Since LD16 I have done some additional work on my entry, “Ruins”. (And thanks to everyone who’s commented on the entry!) A lot of what I’ve done has been technical and a bit behind-the-scenes, but I wanted to share a very short (3 room) demo I’ve put together of both a new mechanic for the player and several smaller features of the engine.
If you’d like to give it a try, you can find it here:
http://www.thewasabiproject.com/flash-games/play/ruins-demo-1220/
(This is more of a tech demo than a “game” — you can “win” by completing all three rooms, but there aren’t any gems to collect or any leaderboards to deal with.)
And here’s a couple of quick screenshots:
From a gameplay point of view, the interesting change in this demo is the addition of a brief (about 6 seconds) period of time after dying during which you can exist as a spirit. During this spirit existence you can still interact with objects like levers and switches, but you are immune to damage and cannot attack. If you’ve created a “Patch of Life” before dying, and you reach it as a spirit before your 6 second time limit expires, you will be restored to life.
Smaller updates include moving to flixel 1.47, adding levers, moving gates and bridges, pressure plates, pushable blocks, and bats (well, a rough of draft of bat AI anyway — they’re still just brown blocks that flap around the room). I also took advantage of the post processing support in flixel to add some very basic lighting effects and some blurring and color effects during “spirit mode”.

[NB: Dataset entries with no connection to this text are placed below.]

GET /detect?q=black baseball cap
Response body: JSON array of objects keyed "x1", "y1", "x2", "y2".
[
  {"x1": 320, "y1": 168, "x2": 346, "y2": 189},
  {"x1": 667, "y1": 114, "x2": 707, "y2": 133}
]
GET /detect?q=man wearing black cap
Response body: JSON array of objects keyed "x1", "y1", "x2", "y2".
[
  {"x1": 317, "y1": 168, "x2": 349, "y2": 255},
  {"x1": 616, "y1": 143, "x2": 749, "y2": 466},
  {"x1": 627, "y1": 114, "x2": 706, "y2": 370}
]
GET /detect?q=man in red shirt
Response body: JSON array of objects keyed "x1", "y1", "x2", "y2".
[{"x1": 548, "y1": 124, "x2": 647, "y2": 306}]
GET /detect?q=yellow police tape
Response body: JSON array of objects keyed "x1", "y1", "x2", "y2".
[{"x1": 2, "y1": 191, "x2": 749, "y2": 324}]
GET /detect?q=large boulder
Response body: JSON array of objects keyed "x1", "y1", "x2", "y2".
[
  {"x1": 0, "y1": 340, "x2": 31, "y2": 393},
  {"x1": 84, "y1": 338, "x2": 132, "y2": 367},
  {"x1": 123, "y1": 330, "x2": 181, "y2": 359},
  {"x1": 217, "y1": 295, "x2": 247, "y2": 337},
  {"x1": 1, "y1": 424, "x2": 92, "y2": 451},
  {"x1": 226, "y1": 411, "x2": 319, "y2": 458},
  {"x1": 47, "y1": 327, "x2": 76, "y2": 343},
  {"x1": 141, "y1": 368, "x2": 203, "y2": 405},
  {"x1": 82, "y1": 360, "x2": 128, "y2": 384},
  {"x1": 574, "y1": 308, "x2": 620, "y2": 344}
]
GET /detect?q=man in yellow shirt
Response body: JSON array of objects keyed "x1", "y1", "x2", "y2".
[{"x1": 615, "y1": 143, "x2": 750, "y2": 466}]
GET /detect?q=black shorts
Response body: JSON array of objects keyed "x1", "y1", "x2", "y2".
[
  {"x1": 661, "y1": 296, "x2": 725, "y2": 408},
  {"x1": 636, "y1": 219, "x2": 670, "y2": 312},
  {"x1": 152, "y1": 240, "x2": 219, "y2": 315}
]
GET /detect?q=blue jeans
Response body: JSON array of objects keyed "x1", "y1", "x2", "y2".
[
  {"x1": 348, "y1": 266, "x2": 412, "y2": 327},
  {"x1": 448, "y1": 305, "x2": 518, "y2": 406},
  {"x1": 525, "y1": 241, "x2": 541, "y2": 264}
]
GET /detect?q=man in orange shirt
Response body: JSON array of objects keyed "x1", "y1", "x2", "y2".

I’m experimenting with the tilesets as well: this demo includes tiles either taken directly from, or based on, art assets released by Daniel Cook (http://lostgarden.com) and they’re certainly nicer than what I was able to whip up at the tail end of 48 hours, but for the next Ruins demo I’m planning on trying to put together a couple of more abstract (and simpler) tilesets just to see how that might change the feel of the game. (I’d like that next demo to include a rough cut of the introductory scene for the game, that way it might give you a bit of flavor for the story rather than just a bunch of technical doodads to poke at, but I’m not sure when I’ll have that ready.)
As always, feedback on any part of the demo is more than welcome.